Il giovane don Albino, prete diocesano, insegnante di seminario,
responsabile di curia, era stimato a Belluno, tanto da divenire provicario
nel 1947 e vicario generale nel 1954. Aveva discusso e pubblicato una tesi
alla Gregoriana su Antonio Rosmini. Giovanni XXIII lo considerava uno dei
migliori sacerdoti veneti e lo nominò a 46 anni vescovo di Vittorio
Veneto. È Paolo VI, nel 1969, a chiamarlo al patriarcato di Venezia e a
crearlo cardinale quattro anni dopo. Dalla fine degli anni Sessanta,
Luciani viaggia e conosce meglio il cattolicesimo postconciliare,
costellato di sprazzi vitali ma alle prese con una crisi profonda che ne
inficiava l'identità. La sua elezione al pontificato romano era la scelta
di una personalità caratterizzata dalla pastoralità, radicata nella
spiritualità sacerdotale, serenamente aperta agli altri, lontana da
posizioni ideologiche ed estranea alle polarizzazioni della Chiesa di
allora.
Papa Luciani non si riteneva uomo di governo, come confida nel primo
discorso ai cardinali. Chiede aiuto a chi lo ha eletto per sostenere «il
peso, che il Signore… ha voluto porre sulle nostre fragili spalle». Il
cardinale Poletti ricordava come il nuovo Papa gli domandasse di non far
pesare su di lui i problemi di Roma. Il segretario di Stato Villot ha
detto di Luciani: «…nella misura in cui passavano i giorni e prendeva
coscienza della complessità delle questioni politiche, si inquietava ma
senza perdere fiducia, restando prioritario l'aspetto pastorale della sua
carica». Per lui al primo posto c'era - appunto - la pastoralità. Con
naturalezza fece cadere la cerimonia un po' mondana dell'incoronazione
(seppur non smise di usare il plurale maiestatico nei discorsi). Egli
specchiava fatalmente la sua iniziativa con le grandi capacità di governo
di Paolo VI e degli altri suoi predecessori: «Però - soggiungeva - sono
al loro posto, devo cercare di servire la Chiesa». E qualche volta nei
discorsi si scusava: «Ho parlato dimesso e me ne scuso».

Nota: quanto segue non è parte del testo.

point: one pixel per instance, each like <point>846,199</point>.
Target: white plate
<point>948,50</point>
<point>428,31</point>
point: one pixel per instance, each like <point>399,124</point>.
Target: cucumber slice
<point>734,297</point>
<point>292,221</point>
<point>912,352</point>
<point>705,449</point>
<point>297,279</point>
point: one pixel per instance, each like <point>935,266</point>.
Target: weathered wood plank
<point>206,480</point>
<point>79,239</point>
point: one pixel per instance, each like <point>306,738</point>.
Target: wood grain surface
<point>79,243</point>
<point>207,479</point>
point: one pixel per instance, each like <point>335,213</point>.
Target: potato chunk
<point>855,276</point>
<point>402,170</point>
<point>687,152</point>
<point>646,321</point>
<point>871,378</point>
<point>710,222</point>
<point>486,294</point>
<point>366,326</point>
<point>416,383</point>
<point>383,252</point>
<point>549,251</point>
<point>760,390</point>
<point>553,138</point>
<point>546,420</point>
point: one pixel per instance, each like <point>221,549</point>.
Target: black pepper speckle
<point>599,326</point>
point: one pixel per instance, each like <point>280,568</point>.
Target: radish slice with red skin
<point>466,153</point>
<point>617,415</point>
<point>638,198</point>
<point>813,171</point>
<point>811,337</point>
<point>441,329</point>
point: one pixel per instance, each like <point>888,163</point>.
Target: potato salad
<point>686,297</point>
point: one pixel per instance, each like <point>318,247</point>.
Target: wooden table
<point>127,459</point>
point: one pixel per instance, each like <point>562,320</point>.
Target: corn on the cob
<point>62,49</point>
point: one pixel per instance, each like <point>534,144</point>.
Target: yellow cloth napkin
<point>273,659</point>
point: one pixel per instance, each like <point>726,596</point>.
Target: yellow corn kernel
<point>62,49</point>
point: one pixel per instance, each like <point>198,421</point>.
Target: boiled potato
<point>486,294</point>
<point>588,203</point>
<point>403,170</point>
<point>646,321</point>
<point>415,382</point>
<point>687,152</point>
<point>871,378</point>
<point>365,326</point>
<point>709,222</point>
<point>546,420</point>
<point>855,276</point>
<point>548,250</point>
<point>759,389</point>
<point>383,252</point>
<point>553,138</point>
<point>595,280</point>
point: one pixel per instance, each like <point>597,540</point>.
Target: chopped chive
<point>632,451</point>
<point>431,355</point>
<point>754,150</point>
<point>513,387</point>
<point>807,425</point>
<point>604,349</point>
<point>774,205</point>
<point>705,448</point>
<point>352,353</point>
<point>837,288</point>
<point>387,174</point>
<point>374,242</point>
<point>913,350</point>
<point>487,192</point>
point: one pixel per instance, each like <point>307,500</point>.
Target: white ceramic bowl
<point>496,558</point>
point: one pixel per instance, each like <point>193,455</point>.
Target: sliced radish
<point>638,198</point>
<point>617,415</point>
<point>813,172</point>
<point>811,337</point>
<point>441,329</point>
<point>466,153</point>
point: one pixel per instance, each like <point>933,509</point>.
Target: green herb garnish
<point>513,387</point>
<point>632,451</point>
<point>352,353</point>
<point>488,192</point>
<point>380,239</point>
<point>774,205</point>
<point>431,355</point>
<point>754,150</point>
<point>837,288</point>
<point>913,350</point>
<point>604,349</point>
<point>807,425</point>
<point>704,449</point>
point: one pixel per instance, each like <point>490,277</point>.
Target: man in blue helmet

Ma davvero per la Chiesa di quel tempo il problema principale era
individuabile nelle esigenze del governo interno? Ogni stagione ecclesiale
presenta precipue esigenze. Il breve pontificato di Giovanni Paolo I
confermò, forse, nei cardinali la necessità di un indirizzo pastorale,
ma anche di una profezia nuova. In questo senso egli aprì la scena che
avrebbe visto poi dominare Karol Wojtyla, il quale portava con sé il
sofferto vissuto di una Chiesa e di un popolo. Restava integra tuttavia la
testimonianza di Luciani: quella di un'obbedienza profonda. Forse questo
Papa parlava anche di sé, quando ricordava ai preti di Roma che una
componente decisiva «della disciplina sacerdotale è l'amore del proprio
posto»: «Lo so - aggiungeva - non è facile amare il posto e rimanervici…».
E concludeva citando san Francesco di Sales: «Non c'è nessuna vocazione
che non ab bia le sue noie, le sue amarezze, i suoi disgusti».